# Objekte in Datenbank speichern?



## GASTWirt (29. Mrz 2008)

Hallo,

wie kann ich bzw. womit kann ich objekte in Datenbanken speichern?

Beispiel: Ich habe formatierten(farbig, unterstrichen, fett etc. ) Text in einer JTable. Wie speichere ich die Formatierungen in einer MySql Datenbank ab ?? Käme dafür nicht ehr .xml in Frage.

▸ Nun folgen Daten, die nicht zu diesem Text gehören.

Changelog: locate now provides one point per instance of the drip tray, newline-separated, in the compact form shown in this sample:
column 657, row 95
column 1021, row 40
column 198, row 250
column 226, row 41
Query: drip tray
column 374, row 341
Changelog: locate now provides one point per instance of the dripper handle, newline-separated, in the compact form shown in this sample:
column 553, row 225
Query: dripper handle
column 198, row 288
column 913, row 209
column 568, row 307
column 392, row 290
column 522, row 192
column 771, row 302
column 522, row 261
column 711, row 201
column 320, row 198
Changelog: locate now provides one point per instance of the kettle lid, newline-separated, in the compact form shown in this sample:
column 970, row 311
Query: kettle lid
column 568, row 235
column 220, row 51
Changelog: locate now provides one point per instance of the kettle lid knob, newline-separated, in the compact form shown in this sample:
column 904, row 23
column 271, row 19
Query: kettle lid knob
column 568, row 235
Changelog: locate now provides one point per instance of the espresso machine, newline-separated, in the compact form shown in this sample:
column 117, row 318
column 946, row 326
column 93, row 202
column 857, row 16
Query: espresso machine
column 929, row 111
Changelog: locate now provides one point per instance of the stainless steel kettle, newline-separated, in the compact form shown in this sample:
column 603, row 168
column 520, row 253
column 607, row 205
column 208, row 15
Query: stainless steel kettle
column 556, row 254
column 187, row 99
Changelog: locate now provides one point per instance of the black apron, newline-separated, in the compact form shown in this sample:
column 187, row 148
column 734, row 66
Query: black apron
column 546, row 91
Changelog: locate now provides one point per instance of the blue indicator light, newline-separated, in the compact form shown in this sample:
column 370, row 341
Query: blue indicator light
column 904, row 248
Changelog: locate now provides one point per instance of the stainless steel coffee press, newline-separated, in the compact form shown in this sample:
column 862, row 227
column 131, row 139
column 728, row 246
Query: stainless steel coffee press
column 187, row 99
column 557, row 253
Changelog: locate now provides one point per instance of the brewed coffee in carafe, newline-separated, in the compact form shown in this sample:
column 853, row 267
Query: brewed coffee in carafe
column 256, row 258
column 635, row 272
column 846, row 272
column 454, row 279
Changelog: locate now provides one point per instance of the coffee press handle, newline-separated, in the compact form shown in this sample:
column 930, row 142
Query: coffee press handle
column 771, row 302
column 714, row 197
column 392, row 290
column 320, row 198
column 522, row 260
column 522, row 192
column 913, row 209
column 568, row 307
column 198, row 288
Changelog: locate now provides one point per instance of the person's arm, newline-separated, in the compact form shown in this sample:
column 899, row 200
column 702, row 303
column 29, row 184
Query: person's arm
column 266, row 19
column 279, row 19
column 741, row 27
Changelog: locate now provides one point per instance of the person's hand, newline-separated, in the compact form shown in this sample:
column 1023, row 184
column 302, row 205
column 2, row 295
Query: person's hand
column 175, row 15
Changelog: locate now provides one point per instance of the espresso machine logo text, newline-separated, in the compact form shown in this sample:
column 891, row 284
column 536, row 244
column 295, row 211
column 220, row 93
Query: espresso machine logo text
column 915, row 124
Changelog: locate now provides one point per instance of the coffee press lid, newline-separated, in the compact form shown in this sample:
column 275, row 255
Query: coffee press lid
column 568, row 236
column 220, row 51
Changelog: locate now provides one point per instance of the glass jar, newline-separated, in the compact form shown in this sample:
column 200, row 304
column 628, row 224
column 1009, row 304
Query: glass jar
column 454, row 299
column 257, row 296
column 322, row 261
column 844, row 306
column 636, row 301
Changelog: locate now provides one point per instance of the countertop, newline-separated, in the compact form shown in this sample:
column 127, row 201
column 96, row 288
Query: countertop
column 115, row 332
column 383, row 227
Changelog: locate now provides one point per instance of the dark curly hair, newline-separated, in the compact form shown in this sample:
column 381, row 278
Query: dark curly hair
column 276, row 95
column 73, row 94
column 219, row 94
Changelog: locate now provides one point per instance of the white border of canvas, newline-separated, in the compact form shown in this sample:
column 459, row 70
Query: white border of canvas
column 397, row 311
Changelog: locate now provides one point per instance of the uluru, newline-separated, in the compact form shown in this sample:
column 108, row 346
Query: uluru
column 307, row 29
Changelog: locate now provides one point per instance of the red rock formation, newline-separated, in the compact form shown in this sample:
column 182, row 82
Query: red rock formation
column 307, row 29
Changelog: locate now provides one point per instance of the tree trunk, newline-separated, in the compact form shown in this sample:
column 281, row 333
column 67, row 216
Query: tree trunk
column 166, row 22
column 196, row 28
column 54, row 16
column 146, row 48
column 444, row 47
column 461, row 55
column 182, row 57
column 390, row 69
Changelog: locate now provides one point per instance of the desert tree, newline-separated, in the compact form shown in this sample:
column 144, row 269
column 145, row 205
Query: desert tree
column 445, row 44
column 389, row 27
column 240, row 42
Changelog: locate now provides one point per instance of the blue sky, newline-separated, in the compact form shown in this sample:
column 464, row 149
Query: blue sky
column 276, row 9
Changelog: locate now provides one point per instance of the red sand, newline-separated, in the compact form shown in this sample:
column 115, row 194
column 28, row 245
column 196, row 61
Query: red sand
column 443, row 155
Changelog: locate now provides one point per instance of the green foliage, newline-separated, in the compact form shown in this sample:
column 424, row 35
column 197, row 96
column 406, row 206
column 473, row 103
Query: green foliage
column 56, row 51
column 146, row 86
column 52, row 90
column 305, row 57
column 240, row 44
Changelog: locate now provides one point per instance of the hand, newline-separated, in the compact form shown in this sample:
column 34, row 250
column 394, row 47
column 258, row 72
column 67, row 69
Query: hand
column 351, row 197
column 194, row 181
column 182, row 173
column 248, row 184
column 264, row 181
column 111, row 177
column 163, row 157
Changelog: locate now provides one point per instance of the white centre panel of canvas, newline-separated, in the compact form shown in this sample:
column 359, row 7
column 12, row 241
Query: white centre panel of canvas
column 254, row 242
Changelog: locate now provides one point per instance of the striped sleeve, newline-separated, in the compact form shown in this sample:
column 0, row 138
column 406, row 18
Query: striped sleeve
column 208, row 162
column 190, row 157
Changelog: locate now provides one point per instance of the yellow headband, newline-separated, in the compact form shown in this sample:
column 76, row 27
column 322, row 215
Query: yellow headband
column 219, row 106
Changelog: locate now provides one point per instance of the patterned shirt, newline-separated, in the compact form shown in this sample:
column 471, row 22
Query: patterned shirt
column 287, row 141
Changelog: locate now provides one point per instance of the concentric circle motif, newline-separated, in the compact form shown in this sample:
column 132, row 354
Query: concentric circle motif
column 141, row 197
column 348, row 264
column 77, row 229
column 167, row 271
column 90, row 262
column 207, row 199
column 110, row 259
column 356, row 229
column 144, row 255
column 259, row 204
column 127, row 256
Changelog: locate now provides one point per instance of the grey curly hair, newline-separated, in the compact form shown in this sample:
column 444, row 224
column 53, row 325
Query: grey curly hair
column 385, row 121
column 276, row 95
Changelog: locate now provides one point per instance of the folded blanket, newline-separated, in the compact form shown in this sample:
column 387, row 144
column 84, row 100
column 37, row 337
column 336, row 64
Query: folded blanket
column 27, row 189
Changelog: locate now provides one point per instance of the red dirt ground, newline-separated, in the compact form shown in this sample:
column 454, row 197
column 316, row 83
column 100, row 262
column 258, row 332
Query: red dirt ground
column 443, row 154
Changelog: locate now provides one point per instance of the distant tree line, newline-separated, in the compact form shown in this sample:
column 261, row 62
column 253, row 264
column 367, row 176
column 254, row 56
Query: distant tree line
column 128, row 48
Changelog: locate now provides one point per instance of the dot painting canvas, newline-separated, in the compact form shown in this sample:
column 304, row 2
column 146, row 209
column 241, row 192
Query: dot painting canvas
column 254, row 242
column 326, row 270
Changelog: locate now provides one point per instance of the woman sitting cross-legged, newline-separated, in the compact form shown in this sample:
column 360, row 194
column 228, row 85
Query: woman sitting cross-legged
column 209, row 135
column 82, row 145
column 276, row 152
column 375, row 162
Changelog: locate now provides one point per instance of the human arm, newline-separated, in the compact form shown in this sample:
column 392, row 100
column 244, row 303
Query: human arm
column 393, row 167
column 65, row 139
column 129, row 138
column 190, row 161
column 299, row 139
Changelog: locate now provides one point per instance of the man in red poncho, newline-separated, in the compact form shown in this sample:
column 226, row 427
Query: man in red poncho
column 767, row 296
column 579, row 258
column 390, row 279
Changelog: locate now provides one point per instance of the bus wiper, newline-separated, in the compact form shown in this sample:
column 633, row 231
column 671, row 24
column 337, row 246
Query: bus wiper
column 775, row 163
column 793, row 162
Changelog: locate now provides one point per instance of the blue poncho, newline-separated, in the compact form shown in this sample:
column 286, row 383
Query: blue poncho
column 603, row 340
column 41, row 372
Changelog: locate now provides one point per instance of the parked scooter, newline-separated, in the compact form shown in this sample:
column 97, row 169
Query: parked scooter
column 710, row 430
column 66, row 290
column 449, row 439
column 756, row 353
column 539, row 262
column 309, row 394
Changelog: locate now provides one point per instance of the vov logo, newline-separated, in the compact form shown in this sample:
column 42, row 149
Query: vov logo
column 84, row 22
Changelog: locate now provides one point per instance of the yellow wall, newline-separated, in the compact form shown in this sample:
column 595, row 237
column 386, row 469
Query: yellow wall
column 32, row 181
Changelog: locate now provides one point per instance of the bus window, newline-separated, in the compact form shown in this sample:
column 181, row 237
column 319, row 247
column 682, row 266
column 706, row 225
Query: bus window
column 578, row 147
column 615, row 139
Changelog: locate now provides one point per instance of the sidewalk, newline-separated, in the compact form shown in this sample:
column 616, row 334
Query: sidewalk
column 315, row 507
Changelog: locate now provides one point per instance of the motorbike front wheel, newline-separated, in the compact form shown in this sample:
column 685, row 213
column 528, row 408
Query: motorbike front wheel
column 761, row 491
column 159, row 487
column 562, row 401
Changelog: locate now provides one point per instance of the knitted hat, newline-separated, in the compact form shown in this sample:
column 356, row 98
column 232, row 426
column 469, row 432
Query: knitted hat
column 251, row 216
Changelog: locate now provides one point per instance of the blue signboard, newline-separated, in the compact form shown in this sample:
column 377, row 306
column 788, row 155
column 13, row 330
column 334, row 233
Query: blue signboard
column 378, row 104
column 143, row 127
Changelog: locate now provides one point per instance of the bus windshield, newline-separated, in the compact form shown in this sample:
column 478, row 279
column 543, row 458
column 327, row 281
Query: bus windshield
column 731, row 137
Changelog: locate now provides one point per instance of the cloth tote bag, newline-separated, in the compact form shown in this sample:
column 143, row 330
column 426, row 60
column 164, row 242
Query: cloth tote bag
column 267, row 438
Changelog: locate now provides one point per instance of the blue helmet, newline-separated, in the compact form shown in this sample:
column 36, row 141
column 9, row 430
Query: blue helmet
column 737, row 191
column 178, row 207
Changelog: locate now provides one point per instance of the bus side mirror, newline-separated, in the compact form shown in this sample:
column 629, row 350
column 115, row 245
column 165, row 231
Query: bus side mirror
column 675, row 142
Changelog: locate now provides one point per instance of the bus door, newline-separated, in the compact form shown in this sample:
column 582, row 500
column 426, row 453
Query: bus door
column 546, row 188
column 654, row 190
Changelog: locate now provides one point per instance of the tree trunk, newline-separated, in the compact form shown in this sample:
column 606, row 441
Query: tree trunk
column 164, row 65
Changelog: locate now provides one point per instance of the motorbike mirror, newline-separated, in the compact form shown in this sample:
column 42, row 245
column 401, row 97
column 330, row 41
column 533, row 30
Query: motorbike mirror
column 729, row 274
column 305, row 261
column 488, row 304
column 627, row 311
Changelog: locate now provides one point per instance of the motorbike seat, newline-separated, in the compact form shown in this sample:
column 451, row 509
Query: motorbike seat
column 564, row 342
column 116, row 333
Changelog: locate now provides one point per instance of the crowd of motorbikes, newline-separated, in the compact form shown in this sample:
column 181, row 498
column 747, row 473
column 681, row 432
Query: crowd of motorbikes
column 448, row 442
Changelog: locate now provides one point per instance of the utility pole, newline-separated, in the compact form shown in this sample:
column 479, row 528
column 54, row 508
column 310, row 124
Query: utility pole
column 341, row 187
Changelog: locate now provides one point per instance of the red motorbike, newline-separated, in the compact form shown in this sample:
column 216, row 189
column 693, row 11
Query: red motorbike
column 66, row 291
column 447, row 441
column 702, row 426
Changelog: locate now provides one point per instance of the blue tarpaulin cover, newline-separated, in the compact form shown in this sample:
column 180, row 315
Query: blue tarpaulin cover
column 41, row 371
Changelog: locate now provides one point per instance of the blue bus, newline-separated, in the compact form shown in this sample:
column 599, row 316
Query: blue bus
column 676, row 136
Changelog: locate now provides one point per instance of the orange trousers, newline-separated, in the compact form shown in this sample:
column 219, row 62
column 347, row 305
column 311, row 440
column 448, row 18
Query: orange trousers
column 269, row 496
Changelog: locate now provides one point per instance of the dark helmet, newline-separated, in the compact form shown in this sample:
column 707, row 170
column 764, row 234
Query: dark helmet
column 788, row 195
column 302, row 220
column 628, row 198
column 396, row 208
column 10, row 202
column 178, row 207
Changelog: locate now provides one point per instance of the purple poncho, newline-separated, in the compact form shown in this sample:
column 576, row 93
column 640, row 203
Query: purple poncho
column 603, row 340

Würde sehr über eine Beratung freuen, da ich noch sehr unschlüssig bin.


----------



## bronks (30. Mrz 2008)

PreparedStatement pst ... ...

pst.setObjekt(..., ...);
...


----------



## GASTWirt (30. Mrz 2008)

bronks hat gesagt.:
			
		

> PreparedStatement pst ... ...
> 
> pst.setObjekt(..., ...);
> ...


Kann das Object auch von der Klasse XMLEncoder sein? sprich ich habe daten in einem xml...object und übergebe das object einer RMI Methode, welche server-seitig das object ausliest. Nun könnte man das auslesen ja mit setObject machen ODER mit den get/set Methoden die man für das xml object definiert hat was wäre denn besser?


----------



## byte (30. Mrz 2008)

Die Frage ob DB oder XML kann man so nicht beantworten. Das hängt primär vom Anwendungsfall ab. Wenn Du eine Multiuser-Anwendung schreiben willst, wo alle User die gleiche Datenquelle benutzen, dann wirst um eine DB kaum herum kommen. Wenn Du hingegen lediglich userabhängige Daten lokal speichern willst, ohne die Daten zwischen verschiedenen Usern bekannt zu machen, dann reicht ne lokale XML vollkommen aus.


----------



## GASTWirt (30. Mrz 2008)

byto hat gesagt.:
			
		

> Die Frage ob DB oder XML kann man so nicht beantworten. Das hängt primär vom Anwendungsfall ab. Wenn Du eine Multiuser-Anwendung schreiben willst, wo alle User die gleiche Datenquelle benutzen, dann wirst um eine DB kaum herum kommen. Wenn Du hingegen lediglich userabhängige Daten lokal speichern willst, ohne die Daten zwischen verschiedenen Usern bekannt zu machen, dann reicht ne lokale XML vollkommen aus.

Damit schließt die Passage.